Do your homework.
That's the top advice WallachBeth Capital's Andrew McOrmond can give investors right now as they navigate the stock market's manic moves.
"The best thing that investors can do is learn all their options of execution, learn all the routes that they can use versus trading on the open and close," McOrmond, his firm's managing director of ETF trading solutions, said Monday on CNBC's "ETF Edge."
"We need to continue to educate people because, usually, the bad trades are just kind of mistakes that occur in order flow entry, and that can certainly be rectified by more education," he said.
For those actively trading this whipsawing market, McOrmond got a little more specific.
"We do know very active traders that don't use options.

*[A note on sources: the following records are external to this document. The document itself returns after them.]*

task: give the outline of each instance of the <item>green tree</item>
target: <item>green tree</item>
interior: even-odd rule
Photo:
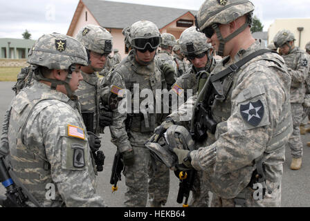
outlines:
[[[260,22],[259,19],[256,17],[256,15],[253,17],[253,22],[252,24],[252,28],[250,28],[250,31],[252,33],[256,32],[262,32],[264,28],[264,26]]]
[[[24,39],[30,39],[31,38],[31,34],[29,33],[27,29],[21,35],[23,35]]]

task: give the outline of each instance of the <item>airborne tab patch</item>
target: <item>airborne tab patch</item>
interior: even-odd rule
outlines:
[[[257,126],[262,122],[264,108],[260,100],[256,102],[249,102],[240,106],[240,113],[243,119],[252,126]]]
[[[75,126],[68,125],[68,136],[85,140],[84,130]]]
[[[55,40],[55,44],[56,46],[56,49],[60,52],[62,52],[66,50],[66,40]]]

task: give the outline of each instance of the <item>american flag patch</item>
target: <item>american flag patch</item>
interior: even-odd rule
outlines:
[[[178,95],[180,95],[184,90],[176,84],[172,88],[172,90],[174,91]]]
[[[122,97],[122,88],[120,88],[118,86],[116,86],[115,85],[112,86],[111,88],[111,92],[113,94],[116,94],[116,95]]]
[[[68,136],[85,140],[84,130],[75,126],[68,125]]]

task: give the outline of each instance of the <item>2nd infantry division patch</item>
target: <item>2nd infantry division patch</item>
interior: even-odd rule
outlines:
[[[66,40],[55,40],[55,44],[56,45],[56,49],[60,52],[62,52],[66,50]]]
[[[257,126],[262,122],[264,108],[260,100],[256,102],[249,102],[240,106],[240,113],[243,119],[252,126]]]
[[[73,153],[73,166],[82,168],[85,166],[84,149],[75,148]]]

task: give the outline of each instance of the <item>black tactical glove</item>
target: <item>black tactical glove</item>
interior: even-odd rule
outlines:
[[[192,169],[192,166],[191,164],[192,158],[190,157],[190,152],[188,150],[181,150],[177,148],[173,148],[173,152],[178,157],[179,164],[184,165],[185,167],[188,169]]]
[[[122,163],[125,166],[133,166],[134,164],[134,151],[131,149],[122,153]]]
[[[154,134],[147,141],[146,143],[157,143],[158,140],[163,135],[163,134],[167,131],[169,127],[174,124],[174,121],[170,117],[167,117],[166,120],[161,123],[161,126],[155,128]]]
[[[109,126],[112,123],[113,113],[108,108],[100,106],[100,111],[99,115],[99,125],[102,128]]]
[[[91,152],[96,152],[101,146],[101,138],[91,131],[87,131]]]

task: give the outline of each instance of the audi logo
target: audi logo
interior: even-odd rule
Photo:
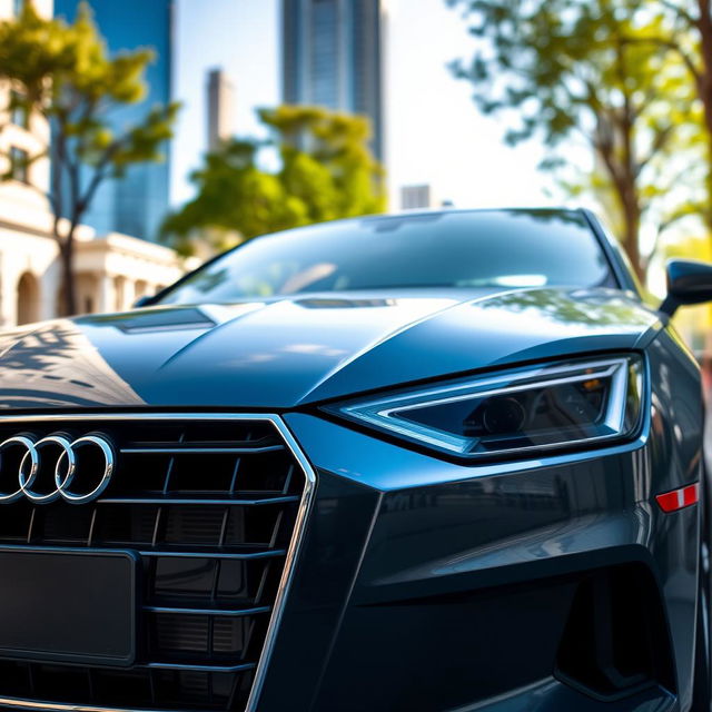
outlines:
[[[95,478],[98,473],[82,473],[82,466],[78,462],[78,453],[81,449],[93,451],[95,456],[103,462],[103,471],[100,473],[99,484],[83,486],[81,483],[89,475]],[[13,453],[13,457],[10,456]],[[7,463],[11,459],[11,463]],[[91,462],[91,469],[95,468],[95,459]],[[18,464],[19,463],[19,464]],[[8,466],[6,467],[6,464]],[[17,467],[16,467],[17,465]],[[115,457],[110,443],[100,435],[85,435],[75,441],[70,441],[65,435],[48,435],[36,441],[31,435],[16,435],[0,443],[0,504],[10,504],[21,497],[27,497],[36,504],[49,504],[57,500],[65,500],[71,504],[86,504],[93,502],[108,486],[113,473]],[[52,472],[53,487],[50,484],[42,490],[49,492],[38,492],[38,478],[40,472]],[[7,469],[7,472],[6,472]],[[17,474],[16,474],[17,473]],[[17,476],[18,488],[14,492],[3,492],[6,488],[12,490],[14,485],[8,487],[7,483],[12,482]],[[51,479],[51,477],[48,477]],[[72,488],[72,483],[80,479],[80,484]],[[82,490],[86,490],[82,492]]]

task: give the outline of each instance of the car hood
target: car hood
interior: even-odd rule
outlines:
[[[0,407],[291,408],[525,360],[640,347],[617,290],[325,294],[157,306],[0,335]]]

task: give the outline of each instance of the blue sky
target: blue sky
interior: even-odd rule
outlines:
[[[255,108],[279,102],[278,0],[177,0],[175,89],[184,101],[172,155],[172,199],[192,195],[186,176],[206,146],[206,72],[220,66],[236,88],[235,132],[256,135]],[[446,65],[472,53],[462,18],[444,0],[388,1],[387,168],[392,196],[429,182],[456,207],[551,204],[536,171],[542,149],[502,141],[477,113],[466,82]],[[392,200],[397,207],[397,200]]]

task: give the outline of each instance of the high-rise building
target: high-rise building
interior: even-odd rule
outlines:
[[[235,88],[219,68],[208,72],[208,150],[215,150],[235,131],[233,109]]]
[[[55,0],[55,14],[72,20],[80,0]],[[146,71],[144,101],[117,110],[117,130],[139,123],[156,105],[171,99],[172,0],[89,0],[110,52],[150,47],[156,58]],[[97,191],[85,222],[98,233],[123,233],[154,239],[168,210],[169,164],[140,164],[120,180],[107,180]]]
[[[385,10],[383,0],[283,0],[283,101],[370,119],[383,160]]]

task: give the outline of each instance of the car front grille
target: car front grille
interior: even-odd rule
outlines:
[[[233,414],[0,421],[0,442],[57,433],[111,442],[110,484],[88,504],[0,504],[0,546],[136,552],[137,660],[0,660],[0,705],[254,709],[314,481],[285,426]]]

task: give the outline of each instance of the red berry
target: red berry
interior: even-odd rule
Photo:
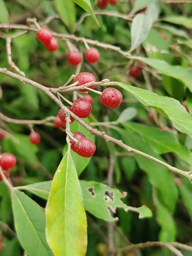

I think options are a great thing," he said. "I would focus on listed options, listed index options and ETF options, but understand that vol[atility] is high and understand the pricing, meaning that you are going to pay up to put your idea on and, certainly, there's risk in selling those ideas."
Another way to avoid buying shares of equities directly as they continue their wild swings is to consider liquid alternatives, or baskets of securities with exposure to things like real estate, private equity and hedge funds, McOrmond said.
"For ETFs themselves as listed tickers, you could look at liquid alts like QAI and MNA, which are less correlated to the overall market and can dampen volatility," he said, referring to IndexIQ's Hedge Multi-Strategy Tracker ETF and Merger Arbitrage ETF, respectively.
Lastly, McOrmond called on investment advisors and strategists to formalize their processes when serving clients.
"Do everything you can to institutionalize your order flow in times like these, meaning have out all your options on the table, use professionals, don't let multi-multi-million-dollar notional orders go into retail pipes to be executed," he said. "It's time to institutionalize that flow. I think that would help a lot."
Tom Lydon, CEO of ETF Trends and president of Global Trends Investments, commended the ETF industry's resilience in the same "ETF Edge" interview.
"We're always looking for that chink in the armor and we haven't found it yet," Lydon said. "We're cheering on the ETF business for sure. It's doing what it's supposed to do at this point. Going forward, I think [McOrmond's] words of wisdom about being calm, sticking to your long-term model, is important. If you're trading, make sure you're efficient in your trading."